Muss ich Angst haben, verhaftet zu werden?

Wenn bereits ein Verfahren gegen Sie läuft und Sie noch auf freiem Fuß sind, ist das eher unwahrscheinlich.

Kommt Untersuchungshaft in Frage, so wird diese in der Regel so überraschend wie möglich vollzogen. Dann wird Ihnen nicht erst mitgeteilt, dass ein Verfahren läuft. Denn Haftgründe sind ja meist Verdunklungs- oder Fluchtgefahr – und die Wahrscheinlichkeit, dass ein Verdächtiger Beweise vernichtet oder sich ins Ausland absetzt, würde ja viel höher, wenn er erst einmal weiß, dass ihm die Staatsanwaltschaft auf den Fersen ist.

Allerdings kann es schon passieren, dass sich erst während des Verfahrens neue Indizien ergeben, die die U-Haft rechtfertigen.
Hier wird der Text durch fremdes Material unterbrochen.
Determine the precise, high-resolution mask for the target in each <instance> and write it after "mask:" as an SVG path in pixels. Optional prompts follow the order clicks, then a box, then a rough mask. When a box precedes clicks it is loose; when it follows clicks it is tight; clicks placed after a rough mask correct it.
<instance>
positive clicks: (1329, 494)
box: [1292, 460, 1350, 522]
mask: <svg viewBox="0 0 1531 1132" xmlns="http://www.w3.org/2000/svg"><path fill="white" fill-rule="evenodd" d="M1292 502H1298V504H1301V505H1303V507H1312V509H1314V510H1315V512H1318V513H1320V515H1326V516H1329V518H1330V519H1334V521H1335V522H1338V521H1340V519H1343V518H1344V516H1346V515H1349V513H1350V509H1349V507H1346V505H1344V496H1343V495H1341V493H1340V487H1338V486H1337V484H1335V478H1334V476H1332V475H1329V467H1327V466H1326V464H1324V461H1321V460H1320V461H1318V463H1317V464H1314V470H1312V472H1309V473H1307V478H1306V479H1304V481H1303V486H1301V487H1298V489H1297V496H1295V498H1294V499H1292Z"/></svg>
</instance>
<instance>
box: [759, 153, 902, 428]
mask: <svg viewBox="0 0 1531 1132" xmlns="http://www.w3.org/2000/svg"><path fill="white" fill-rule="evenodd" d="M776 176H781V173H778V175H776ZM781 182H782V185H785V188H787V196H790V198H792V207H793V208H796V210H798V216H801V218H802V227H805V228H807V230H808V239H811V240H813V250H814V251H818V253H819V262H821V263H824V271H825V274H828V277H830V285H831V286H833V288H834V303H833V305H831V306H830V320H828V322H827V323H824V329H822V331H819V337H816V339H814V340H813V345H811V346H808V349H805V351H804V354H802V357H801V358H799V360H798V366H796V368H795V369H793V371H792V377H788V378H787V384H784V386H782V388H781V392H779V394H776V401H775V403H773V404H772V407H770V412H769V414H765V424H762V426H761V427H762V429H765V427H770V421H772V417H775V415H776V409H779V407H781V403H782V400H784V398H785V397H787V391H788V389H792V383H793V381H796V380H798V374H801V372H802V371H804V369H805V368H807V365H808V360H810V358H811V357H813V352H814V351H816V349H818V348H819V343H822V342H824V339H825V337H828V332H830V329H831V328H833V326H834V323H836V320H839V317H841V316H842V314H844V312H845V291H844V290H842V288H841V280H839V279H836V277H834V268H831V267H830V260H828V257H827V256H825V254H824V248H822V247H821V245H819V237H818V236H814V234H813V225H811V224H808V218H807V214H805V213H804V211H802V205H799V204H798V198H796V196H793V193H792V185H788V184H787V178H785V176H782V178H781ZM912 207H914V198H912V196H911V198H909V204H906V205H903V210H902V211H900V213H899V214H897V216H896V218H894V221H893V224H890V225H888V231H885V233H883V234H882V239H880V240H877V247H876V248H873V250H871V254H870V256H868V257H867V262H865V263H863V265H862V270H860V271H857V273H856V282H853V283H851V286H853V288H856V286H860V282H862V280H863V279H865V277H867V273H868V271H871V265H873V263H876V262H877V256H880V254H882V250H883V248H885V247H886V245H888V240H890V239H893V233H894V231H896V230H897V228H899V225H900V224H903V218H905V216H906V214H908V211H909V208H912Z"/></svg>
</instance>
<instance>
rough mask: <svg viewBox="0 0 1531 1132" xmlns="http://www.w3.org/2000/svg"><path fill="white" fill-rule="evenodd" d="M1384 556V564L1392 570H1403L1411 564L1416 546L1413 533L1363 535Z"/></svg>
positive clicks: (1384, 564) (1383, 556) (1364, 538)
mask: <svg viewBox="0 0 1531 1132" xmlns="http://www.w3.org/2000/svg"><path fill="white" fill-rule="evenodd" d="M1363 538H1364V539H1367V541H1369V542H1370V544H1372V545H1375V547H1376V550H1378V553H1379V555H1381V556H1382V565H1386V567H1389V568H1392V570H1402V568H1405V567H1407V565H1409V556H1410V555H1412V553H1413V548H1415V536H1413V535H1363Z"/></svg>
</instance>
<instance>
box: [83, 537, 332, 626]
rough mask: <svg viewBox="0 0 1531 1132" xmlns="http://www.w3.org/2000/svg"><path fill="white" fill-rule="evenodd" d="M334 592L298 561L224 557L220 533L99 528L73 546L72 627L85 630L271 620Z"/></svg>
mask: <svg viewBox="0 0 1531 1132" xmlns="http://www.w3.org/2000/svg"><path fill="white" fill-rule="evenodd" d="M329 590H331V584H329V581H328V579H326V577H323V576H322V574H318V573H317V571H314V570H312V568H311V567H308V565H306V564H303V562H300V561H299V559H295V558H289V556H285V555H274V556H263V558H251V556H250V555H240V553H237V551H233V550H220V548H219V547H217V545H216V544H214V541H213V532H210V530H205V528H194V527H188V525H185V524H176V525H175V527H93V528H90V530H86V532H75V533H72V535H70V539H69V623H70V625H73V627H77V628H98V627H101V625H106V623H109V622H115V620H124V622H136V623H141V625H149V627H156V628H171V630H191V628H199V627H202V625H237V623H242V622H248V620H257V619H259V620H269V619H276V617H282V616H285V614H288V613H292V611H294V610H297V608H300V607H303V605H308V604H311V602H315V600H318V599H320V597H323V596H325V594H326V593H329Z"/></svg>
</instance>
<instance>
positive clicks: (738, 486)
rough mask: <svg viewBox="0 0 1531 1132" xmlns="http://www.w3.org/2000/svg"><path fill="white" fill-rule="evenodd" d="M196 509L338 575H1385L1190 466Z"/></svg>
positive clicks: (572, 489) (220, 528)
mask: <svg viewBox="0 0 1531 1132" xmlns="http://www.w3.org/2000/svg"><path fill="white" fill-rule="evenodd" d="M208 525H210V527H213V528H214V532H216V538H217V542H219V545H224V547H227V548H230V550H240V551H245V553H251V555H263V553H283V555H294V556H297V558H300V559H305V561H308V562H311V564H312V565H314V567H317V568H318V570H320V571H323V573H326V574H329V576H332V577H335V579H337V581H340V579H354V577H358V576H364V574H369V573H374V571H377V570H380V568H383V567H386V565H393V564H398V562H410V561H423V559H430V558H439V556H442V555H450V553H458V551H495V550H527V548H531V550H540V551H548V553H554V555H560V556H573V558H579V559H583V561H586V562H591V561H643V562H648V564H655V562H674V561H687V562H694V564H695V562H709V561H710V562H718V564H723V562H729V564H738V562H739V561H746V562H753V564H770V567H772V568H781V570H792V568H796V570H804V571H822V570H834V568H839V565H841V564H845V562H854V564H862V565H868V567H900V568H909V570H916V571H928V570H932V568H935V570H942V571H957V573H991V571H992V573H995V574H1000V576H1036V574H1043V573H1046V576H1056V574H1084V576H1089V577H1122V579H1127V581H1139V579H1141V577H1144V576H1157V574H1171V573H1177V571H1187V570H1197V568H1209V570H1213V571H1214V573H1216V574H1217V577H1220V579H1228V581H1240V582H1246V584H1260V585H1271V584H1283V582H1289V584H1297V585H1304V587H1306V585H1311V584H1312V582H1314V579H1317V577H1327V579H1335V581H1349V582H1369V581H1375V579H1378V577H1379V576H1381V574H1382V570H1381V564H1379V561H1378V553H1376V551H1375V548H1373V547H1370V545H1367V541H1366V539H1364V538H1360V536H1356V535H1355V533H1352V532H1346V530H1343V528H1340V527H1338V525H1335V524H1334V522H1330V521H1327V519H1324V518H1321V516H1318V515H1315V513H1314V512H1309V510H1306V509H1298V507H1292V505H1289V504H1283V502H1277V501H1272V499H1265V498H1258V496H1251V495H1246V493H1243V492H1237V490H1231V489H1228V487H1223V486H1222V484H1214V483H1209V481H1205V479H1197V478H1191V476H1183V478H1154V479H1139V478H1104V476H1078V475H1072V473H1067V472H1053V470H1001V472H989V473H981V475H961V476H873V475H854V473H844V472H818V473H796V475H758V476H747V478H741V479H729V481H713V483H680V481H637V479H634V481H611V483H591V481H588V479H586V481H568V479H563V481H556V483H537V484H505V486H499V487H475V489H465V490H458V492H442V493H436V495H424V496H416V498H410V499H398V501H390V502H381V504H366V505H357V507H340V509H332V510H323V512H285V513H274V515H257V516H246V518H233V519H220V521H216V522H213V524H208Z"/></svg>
Völlig ausgeschlossen ist das also nicht.

Hat der Staatsanwalt es in der Hand, wie das Verfahren läuft?

In vielerlei Hinsicht ja.

Die Staatsanwaltschaft entscheidet weitestgehend frei, ob und wie sie ermittelt und wie sie ein Verfahren zu Ende bringt (Einstellung, Strafbefehl, Anklage). Die StPO ist vom Offizialgrundsatz mittlerweile weitgehend abgewichen und lässt viele Ermessensentscheidungen zu.

Allerdings darf man den Sitzungsvertreter der Staatsanwaltschaft in der Hauptverhandlung nicht mit dem ermittelnden Staatsanwalt verwechseln. Diese können durchaus personenverschieden sein. Und zudem unterstehen beide dem Gruppenleiter oder anderen Dienstvorgesetzten. Diese haben häufig feste Vorschriften, wie bestimmten Verfahrenskategorien zu erledigen sind.

Kann ich durch Behinderung des Verfahrens die Verjährung herbeiführen?

In der Regel nicht. Zum einen lässt sich die Staatsanwaltschaft gar nicht so leicht behindern. Durch bloßes – freilich legitimes – Nichtkooperieren verzögert man das Verfahren nicht wesentlich. Außerdem führen viele Ermittlungsmaßnahmen zum Neubeginn der Verjährungsfrist, die dann wiederum mehrere Jahre dauert.